February 23, 2018

Patient Education


Perimenopause refers to the time during which your body is undergoing transition from the reproductive years, when pregnancy is a significant concern, to menopause, when periods have stopped and pregnancy is no longer possible. It is marked by many different kinds of changes in your body as well as many different concerns. Women may begin experiencing changes in their cycles as early as the 30s, although most will notice these changes in their 40s. If they are on any type of hormonal medication, it may mask some or all of these symptoms.

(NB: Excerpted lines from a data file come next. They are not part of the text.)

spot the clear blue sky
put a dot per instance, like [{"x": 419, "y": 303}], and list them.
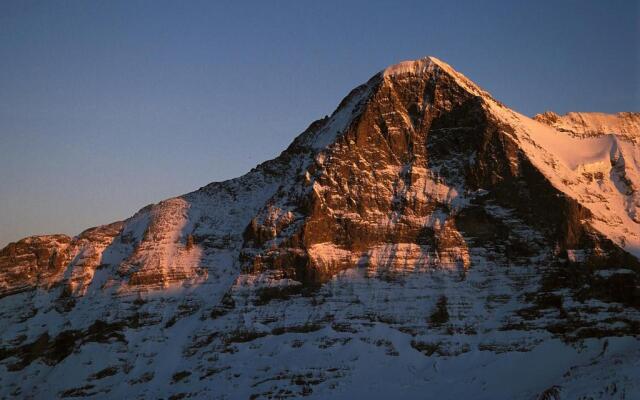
[{"x": 108, "y": 106}]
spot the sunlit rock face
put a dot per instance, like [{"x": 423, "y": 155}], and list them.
[{"x": 422, "y": 234}]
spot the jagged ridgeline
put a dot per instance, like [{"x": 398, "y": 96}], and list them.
[{"x": 422, "y": 222}]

The most common symptoms you may experience include less regularity in your cycle, shorter time from the start of one period to the start of the next, or a change in the amount of bleeding. Eventually, your periods may get further apart or you may skip one or more periods. You may also notice other things like more or less cramping or breast tenderness, more or less skin breakouts, and more or fewer premenstrual symptoms. As you get closer to menopause, you may get occasional hot flashes, vaginal dryness, or changes in libido.

Menopause means that you have gone at least 12 months without a period (even a light one). However, you cannot be sure if you are on a hormone. Until this time, effective birth control is vital, because although it is less likely that you will get pregnant, it is possible to get pregnant. We do not routinely check hormone levels to determine whether a woman is “going through menopause” because there is so much variation in these levels that they cannot give a complete picture of what is happening in your body. In certain circumstances, however, checking hormones or other tests can be helpful.

If you have any concerns about these issues, please discuss them with your doctor. Although many changes are perfectly normal, your doctor cannot be sure of that without evaluating you first.